Young, resting neural stem cells in the brains of mice store large clumps of proteins in specialized cellular trash compartments known as lysosomes. As the cells age, they become less proficient at disposing of these protein aggregates, and their ability to respond readily to "make new neurons" signals wanes. Restoring the ability of the lysosomes to function normally rejuvenates the cells' ability to activate, the researchers found. "We were surprised by this finding because resting, or quiescent, neural stem cells have been thought to be a really pristine cell type just waiting for activation. But now we've learned they have more protein aggregates than activated stem cells, and that these aggregates continue to accumulate as the cells age. If we remove these aggregates, we can improve the cells' ability to activate and make new neurons. So if one were able to restore this protein-processing function, it could be very important to bringing older, more dormant neural stem cells 'back to life.'"
Researchers isolated several populations of cells for study from the brains of both young and old mice, including resting neural stem cells, activated neural stem cells, and the neural cell progenitors that arise from activated stem cells. They found that resting stem cells expressed many lysosome-associated genes, while activated stem cells expressed genes associated with a protein complex involved in protein destruction called a proteasome. Strict control of production and disposal allows cells to maintain the necessary protein inventory to carry out needed cellular functions.

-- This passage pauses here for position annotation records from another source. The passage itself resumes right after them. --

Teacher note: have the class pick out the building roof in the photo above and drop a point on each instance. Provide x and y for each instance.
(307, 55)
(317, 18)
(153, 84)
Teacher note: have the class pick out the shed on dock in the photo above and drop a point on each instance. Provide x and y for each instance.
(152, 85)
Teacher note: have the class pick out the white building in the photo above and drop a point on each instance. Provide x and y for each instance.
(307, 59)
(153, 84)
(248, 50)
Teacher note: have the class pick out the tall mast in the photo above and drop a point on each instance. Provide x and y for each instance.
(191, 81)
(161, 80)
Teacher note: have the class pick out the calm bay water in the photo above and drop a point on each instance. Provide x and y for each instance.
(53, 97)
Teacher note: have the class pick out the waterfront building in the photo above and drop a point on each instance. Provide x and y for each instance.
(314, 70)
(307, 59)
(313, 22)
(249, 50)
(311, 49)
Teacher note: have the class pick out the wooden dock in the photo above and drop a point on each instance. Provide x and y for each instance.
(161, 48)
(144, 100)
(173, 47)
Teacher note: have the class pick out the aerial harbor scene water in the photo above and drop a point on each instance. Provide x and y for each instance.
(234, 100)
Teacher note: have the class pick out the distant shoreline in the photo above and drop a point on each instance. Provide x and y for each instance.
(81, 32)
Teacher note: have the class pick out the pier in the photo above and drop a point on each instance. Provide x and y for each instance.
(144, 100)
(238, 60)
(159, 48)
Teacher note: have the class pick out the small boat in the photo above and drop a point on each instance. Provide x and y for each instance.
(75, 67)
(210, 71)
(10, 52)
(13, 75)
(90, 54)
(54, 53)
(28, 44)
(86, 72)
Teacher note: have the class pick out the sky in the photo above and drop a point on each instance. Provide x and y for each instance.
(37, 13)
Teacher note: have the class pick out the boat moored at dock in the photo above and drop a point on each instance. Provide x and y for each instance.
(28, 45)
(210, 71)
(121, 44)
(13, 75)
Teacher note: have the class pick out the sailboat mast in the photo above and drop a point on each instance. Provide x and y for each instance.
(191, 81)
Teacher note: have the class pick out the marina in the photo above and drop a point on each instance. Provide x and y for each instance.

"The fact that these young, pristine resting stem cells accumulate protein aggregates makes us wonder whether they actually serve an important function, perhaps by serving as a source of nutrients or energy upon degradation." Old resting stem cells express fewer lysosome-associated genes and begin to accumulate even higher levels of protein aggregates. "It's almost as if these older cells lose the ability to store, or park, these aggregates. We found that artificially clearing them by either activating lysosomes in older cells or subjecting them to starvation conditions to limit their protein production actually restored the ability of these older resting stem cells to activate. We'd like to know whether the aggregated proteins are the same in the young and old cells. What do they do? Are they good or bad? Are they storing factors important for activation? If so, can we help elderly resting stem cells activate more quickly by harnessing these factors? Their existence in young cells suggests they may be serving an important function."